I’ve been told, that some professionals now have grafted this wild apple, to learn if it deserves to be grown in plantations or gardens. If it is a healthy tree, I’m sure we will get access to it for our gardens, at least from some of the specialised nurseries.

December 5, 2009 at 22:43
This is the year for me to get into grafting trees. I’ve purchased some fruit trees on rootstock, some rootstock to do some initial grafting and for propagating, together with a grafting knife and grafting wax.
It would be great to start trading scion wood.
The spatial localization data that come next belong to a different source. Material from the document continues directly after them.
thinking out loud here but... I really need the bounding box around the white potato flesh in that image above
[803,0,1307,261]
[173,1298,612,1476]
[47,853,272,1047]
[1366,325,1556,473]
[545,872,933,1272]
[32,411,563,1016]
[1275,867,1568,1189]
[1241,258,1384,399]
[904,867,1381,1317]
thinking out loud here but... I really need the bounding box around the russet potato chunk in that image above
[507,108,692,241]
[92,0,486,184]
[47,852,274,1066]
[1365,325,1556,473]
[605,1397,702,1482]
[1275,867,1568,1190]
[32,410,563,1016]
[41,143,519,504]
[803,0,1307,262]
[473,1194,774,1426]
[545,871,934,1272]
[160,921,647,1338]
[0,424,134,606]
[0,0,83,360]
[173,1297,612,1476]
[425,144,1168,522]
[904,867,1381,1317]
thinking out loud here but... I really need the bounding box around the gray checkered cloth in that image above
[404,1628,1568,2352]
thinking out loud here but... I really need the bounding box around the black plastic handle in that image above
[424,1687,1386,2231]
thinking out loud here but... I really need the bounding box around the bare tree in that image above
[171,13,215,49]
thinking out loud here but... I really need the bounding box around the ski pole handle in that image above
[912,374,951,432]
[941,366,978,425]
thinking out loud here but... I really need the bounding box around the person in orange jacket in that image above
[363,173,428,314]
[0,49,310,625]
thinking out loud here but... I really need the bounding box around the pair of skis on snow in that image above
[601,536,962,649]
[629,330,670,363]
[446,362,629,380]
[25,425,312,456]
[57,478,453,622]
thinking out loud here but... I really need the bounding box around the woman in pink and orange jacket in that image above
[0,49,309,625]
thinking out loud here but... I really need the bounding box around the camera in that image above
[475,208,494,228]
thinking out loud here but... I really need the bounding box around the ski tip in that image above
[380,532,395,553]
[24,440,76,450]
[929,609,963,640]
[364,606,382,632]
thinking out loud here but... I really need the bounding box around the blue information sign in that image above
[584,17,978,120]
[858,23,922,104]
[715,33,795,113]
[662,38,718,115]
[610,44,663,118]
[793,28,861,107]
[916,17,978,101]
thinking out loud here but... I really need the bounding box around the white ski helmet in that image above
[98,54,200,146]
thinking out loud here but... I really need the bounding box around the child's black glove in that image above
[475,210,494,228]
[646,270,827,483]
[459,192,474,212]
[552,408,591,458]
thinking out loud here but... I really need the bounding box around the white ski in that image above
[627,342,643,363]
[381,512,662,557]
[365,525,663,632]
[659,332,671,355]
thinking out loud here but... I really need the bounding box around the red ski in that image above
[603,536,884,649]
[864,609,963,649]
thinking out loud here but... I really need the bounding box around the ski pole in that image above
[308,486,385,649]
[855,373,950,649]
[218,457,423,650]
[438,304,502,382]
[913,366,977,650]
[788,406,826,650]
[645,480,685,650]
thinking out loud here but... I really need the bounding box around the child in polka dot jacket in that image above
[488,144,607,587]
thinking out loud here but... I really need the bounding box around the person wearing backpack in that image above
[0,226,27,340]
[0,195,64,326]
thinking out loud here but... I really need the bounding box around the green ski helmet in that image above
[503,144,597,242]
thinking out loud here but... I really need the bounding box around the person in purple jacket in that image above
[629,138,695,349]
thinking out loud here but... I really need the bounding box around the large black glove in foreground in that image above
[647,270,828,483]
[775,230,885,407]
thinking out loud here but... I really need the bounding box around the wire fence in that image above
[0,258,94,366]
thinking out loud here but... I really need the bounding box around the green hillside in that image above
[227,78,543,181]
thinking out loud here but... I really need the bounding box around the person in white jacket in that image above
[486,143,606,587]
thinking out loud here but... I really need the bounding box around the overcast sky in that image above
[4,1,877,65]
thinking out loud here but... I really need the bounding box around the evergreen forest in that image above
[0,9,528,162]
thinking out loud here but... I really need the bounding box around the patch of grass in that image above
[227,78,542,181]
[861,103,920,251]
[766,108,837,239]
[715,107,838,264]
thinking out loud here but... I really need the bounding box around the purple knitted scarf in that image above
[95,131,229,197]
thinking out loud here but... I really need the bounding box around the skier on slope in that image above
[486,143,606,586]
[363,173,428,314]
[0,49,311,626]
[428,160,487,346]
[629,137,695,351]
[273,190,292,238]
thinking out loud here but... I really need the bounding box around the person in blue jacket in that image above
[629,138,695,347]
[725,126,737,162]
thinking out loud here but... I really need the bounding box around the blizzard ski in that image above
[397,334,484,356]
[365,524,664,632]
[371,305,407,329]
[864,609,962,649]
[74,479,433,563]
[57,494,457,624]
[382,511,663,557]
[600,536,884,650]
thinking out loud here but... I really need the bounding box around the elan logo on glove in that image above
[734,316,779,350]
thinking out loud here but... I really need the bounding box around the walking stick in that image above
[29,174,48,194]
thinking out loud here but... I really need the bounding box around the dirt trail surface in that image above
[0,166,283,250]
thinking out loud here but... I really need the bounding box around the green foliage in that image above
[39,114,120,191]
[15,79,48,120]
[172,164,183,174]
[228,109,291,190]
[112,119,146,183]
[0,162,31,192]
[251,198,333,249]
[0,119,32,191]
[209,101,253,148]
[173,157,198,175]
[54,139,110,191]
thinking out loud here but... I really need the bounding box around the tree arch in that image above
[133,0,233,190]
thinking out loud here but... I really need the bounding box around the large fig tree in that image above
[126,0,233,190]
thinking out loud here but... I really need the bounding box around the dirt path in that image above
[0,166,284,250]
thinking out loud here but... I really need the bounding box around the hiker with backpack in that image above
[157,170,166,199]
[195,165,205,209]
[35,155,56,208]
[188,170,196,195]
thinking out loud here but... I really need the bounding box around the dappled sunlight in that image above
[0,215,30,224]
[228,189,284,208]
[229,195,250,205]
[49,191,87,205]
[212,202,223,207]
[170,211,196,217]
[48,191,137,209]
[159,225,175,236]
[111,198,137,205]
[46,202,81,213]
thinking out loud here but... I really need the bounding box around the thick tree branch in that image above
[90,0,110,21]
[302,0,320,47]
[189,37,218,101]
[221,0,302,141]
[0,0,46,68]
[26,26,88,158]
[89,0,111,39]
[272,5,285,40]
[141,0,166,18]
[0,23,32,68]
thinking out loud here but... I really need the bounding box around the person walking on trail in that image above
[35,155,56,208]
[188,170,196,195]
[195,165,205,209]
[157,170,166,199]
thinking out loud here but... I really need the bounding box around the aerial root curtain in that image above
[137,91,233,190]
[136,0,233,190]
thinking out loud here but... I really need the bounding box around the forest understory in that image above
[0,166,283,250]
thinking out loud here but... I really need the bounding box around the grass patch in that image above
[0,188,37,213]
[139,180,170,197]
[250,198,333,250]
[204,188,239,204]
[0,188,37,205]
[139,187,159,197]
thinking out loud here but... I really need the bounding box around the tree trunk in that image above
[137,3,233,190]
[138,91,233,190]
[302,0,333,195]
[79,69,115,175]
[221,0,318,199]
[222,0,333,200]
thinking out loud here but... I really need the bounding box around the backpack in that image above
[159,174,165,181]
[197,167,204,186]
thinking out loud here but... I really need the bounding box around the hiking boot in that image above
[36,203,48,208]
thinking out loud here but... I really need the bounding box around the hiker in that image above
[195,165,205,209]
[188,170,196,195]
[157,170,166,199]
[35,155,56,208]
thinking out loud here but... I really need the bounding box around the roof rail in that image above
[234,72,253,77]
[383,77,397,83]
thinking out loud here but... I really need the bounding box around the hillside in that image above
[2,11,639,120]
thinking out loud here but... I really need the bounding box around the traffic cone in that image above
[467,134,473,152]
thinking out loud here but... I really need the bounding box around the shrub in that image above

I’ll bet would could get a good group of people together with access to interesting varieties.
Too bad trees take up so much space!
December 5, 2009 at 23:35
I find space the major problem!
Another major problem is to decide for the few varieties out of the hundreds to be found.
I have a Filippa apple in my garden.
http://www.orangepippin.com/apples/filippa.aspx
Filippa is considered to be the most healthy appletree for a private garden in Denmark.
It is not grown commercially, as it is a tipbearer, the apples blow down easily.
If you want, I can send you scion wood later in winter.
December 6, 2009 at 16:28
Sounds great! Lets talk about it again in a few months.